[En-Nut-Discussion] MSS not calculated correctly

Henrik Maier hmnews at proconx.com
Sun Apr 25 06:06:34 CEST 2010


Hi,

I came across a TCP/IP comms issue when a machine connects to Nut/OS (AVR,
any 4.x version) and advertises a MSS of 1024 instead of the more common
1460 bytes. Suddenly I saw Nut/OS replying a SYNC/ACK with a MSS of 4 and
this was the end of all sensible TCP/IP comms as from then on segment size
was 4 bytes which brakes most applications. (Most Linux and Windows PCs use
a MSS of 1460 but some other embedded TCP/IP stacks or WAN routers may use a
different size.)

After analysing what is going on I found the following code snippet in
tcpsm.c to be the culprit:

            /* Read MAXSEG option */
            case TCPOPT_MAXSEG:
                s = ntohs(((u_short)cp[2] << 8) | cp[3]);
                if (s < sock->so_mss)
                    sock->so_mss = s;

The ntohs() call is not necessary here as byte swapping is already done by
the shift and logic operation. ntohs swaps again and gives the following
results:

(Note: sock->so_mss is initialised to 536)

a) Common case of MSS=1460:

                s = ntohs( 0x05 | 0xB4) = 0xb405 = 46085
                if (46085 < sock->so_mss)
                    sock->so_mss = s;

Result: No change to sock->so_mss, it stays at Nut/OS default of 536.

b) Special case of MSS=1024:

                s = ntohs( 0x04 | 0x00) = 0x0004 = 4
                if (4 < sock->so_mss)
                    sock->so_mss = 4;

Result: sock->so_mss is now 4 and this is the maximum size of sent TCP
packets.

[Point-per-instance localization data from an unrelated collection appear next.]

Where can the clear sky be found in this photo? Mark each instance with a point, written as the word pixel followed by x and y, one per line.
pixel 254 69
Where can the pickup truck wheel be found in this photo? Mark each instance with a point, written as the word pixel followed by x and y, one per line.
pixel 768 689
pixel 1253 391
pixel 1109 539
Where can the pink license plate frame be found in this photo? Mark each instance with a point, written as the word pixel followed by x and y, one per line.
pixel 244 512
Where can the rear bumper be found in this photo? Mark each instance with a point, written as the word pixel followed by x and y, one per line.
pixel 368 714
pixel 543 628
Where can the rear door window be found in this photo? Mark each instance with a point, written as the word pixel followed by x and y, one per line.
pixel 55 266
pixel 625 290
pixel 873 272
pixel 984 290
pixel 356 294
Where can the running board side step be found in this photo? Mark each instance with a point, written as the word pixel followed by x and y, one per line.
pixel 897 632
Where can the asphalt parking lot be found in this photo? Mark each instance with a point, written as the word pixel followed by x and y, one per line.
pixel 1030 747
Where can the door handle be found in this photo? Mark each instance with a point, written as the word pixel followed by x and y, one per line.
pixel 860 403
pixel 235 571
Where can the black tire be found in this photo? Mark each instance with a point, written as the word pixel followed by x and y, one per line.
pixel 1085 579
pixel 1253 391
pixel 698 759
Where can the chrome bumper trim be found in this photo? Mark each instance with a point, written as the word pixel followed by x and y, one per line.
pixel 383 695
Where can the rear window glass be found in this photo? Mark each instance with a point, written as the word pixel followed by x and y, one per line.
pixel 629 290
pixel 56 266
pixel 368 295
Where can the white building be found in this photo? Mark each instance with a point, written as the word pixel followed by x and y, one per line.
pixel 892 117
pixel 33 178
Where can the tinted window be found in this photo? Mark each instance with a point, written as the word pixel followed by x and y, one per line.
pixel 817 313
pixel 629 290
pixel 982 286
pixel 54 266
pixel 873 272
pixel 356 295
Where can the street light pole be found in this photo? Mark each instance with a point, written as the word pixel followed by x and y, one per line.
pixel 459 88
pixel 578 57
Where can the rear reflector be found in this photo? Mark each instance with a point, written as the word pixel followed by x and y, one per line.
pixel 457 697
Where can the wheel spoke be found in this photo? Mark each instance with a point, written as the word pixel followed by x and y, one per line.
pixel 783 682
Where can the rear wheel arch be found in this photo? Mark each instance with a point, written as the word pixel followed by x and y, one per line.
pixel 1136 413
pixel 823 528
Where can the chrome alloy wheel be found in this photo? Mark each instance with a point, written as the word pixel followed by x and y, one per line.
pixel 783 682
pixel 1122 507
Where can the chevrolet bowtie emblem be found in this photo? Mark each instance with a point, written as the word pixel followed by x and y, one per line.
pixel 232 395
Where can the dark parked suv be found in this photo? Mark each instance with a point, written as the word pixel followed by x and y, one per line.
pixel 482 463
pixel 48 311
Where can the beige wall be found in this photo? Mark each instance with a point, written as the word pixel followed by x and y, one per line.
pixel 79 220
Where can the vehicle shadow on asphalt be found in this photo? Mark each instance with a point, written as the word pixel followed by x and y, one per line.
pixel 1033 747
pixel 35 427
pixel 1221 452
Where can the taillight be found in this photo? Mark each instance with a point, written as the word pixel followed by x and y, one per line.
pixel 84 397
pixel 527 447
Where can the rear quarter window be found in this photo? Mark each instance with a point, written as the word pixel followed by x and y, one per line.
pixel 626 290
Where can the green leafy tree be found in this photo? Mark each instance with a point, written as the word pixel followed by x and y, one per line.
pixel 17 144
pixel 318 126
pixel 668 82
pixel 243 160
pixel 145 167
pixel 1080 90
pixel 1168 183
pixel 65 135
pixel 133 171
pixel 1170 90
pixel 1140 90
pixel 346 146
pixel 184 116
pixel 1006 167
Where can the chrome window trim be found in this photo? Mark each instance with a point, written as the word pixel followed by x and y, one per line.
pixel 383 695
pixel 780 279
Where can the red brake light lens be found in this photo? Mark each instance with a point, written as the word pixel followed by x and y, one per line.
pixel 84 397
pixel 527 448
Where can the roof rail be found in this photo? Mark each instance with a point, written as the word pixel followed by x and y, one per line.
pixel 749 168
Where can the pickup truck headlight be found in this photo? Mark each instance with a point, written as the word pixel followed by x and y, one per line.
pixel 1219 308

All further TCP/IP comms will most likely not work because of the
small segment size. 

I believe the correct implementation should be:

            /* Read MAXSEG option */
            case TCPOPT_MAXSEG:
                s = ((u_short)cp[2] << 8) | cp[3];
                if (s < sock->so_mss)
                    sock->so_mss = s;

Any thoughts/agreements/disagreements?


Regards

Henrik


PS1: This also may have been the explanation of the issue András Szemző has
reported on the 30/9/2009.

PS2: I am also not sure if topics like this should go to the mailing list or
rather be lodged as bug report on SourceForge instead (or both)?